Sears Holdings this week announced closings of several Sears stores and auto centers nationwide. No Chicago-area stores are affected.
“We recently announced the closure of a handful of Sears stores. None in the Chicago area,” Sears spokesman Howard Riefs said in an email.
The Hoffman Estates retailer plans to close a store and auto center near downstate Decatur as well as ones in Milwaukee; Oakland, California; Wichita, Kansas; Owensboro, Kentucky; Marion, Ohio; Great Falls, Montana; and Bluefield, West Virginia.
A complete list of closures and the number of workers affected were not immediately available. The closings announced this week apparently are in addition to the 130 closures announced earlier this year. The stores will begin liquidation sales later this month and are expected to close in early December.

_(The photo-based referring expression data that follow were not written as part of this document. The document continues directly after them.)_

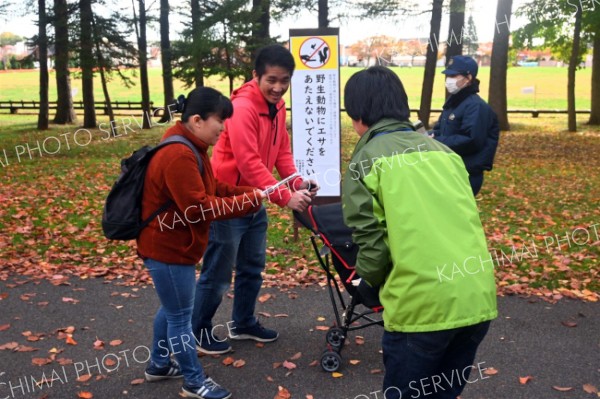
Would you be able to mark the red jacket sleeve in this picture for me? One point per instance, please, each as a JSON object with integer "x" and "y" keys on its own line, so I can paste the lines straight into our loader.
{"x": 189, "y": 194}
{"x": 243, "y": 129}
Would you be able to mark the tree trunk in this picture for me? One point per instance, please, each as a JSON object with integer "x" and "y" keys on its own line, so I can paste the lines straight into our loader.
{"x": 430, "y": 62}
{"x": 196, "y": 37}
{"x": 323, "y": 13}
{"x": 101, "y": 64}
{"x": 455, "y": 29}
{"x": 260, "y": 31}
{"x": 86, "y": 59}
{"x": 65, "y": 113}
{"x": 572, "y": 69}
{"x": 497, "y": 94}
{"x": 142, "y": 45}
{"x": 595, "y": 115}
{"x": 165, "y": 51}
{"x": 43, "y": 58}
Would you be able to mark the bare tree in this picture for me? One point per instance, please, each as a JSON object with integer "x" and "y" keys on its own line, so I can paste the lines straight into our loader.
{"x": 323, "y": 13}
{"x": 87, "y": 61}
{"x": 65, "y": 112}
{"x": 573, "y": 62}
{"x": 165, "y": 51}
{"x": 430, "y": 62}
{"x": 499, "y": 64}
{"x": 143, "y": 59}
{"x": 595, "y": 108}
{"x": 43, "y": 58}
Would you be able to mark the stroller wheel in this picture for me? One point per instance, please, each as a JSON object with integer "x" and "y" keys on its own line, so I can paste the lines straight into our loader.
{"x": 331, "y": 361}
{"x": 335, "y": 337}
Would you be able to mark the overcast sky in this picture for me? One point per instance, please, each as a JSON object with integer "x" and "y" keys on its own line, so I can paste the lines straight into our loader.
{"x": 483, "y": 12}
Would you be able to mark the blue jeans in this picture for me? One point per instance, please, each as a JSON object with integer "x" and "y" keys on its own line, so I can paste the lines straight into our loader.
{"x": 476, "y": 182}
{"x": 431, "y": 365}
{"x": 239, "y": 242}
{"x": 173, "y": 322}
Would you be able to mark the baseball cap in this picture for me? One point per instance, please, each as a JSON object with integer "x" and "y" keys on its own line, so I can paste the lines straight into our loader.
{"x": 461, "y": 65}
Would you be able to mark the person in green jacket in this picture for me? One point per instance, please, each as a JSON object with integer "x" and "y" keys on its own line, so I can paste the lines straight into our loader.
{"x": 421, "y": 243}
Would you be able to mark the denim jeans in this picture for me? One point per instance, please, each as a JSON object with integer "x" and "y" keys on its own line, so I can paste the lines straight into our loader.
{"x": 172, "y": 324}
{"x": 476, "y": 182}
{"x": 239, "y": 242}
{"x": 431, "y": 365}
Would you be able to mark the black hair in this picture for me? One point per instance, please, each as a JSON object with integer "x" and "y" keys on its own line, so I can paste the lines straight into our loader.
{"x": 274, "y": 55}
{"x": 204, "y": 101}
{"x": 376, "y": 93}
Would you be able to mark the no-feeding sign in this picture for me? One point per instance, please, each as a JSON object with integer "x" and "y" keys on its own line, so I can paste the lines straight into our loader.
{"x": 315, "y": 95}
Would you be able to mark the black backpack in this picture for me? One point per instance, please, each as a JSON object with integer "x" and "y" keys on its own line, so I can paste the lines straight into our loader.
{"x": 122, "y": 216}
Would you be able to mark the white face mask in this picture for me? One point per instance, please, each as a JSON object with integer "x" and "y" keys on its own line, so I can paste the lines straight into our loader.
{"x": 452, "y": 85}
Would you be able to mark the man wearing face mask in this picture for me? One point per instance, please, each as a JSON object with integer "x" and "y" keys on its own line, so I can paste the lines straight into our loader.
{"x": 467, "y": 125}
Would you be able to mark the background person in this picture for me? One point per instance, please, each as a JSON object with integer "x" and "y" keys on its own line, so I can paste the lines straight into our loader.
{"x": 411, "y": 216}
{"x": 172, "y": 253}
{"x": 467, "y": 125}
{"x": 254, "y": 142}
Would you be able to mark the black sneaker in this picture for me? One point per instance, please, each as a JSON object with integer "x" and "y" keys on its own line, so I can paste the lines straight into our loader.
{"x": 256, "y": 332}
{"x": 213, "y": 347}
{"x": 208, "y": 390}
{"x": 172, "y": 370}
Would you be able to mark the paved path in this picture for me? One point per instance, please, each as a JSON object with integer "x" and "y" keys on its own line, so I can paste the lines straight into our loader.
{"x": 528, "y": 339}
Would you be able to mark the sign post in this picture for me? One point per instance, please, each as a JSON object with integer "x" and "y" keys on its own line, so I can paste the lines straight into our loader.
{"x": 315, "y": 95}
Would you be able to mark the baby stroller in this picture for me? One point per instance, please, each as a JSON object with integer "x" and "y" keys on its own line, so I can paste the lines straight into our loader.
{"x": 327, "y": 225}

“Store closures are part of a series of actions we’re taking to reduce on-going expenses, adjust our asset base, and accelerate the transformation of our business model,” Riefs said in a statement to the Milwaukee Journal Sentinel.
On Monday, Sears announced it was borrowing $400 million from a hedge fund run by CEO Edward Lampert. Credit ratings agency Fitch Ratings said the move was a “short-term fix” for a “much larger need” for cash. Last week, Fitch downgraded Sears’ credit rating deeper into junk status citing its declining profits and no clear turnaround plan.
Sears Holdings, which operates the Sears and Kmart chains, in August reported a loss of $573 million for the three months ended Aug. 2, more than double the loss of $194 million a year earlier. It marked its ninth straight quarterly loss.
Revenue declined 10 percent to $8 billion.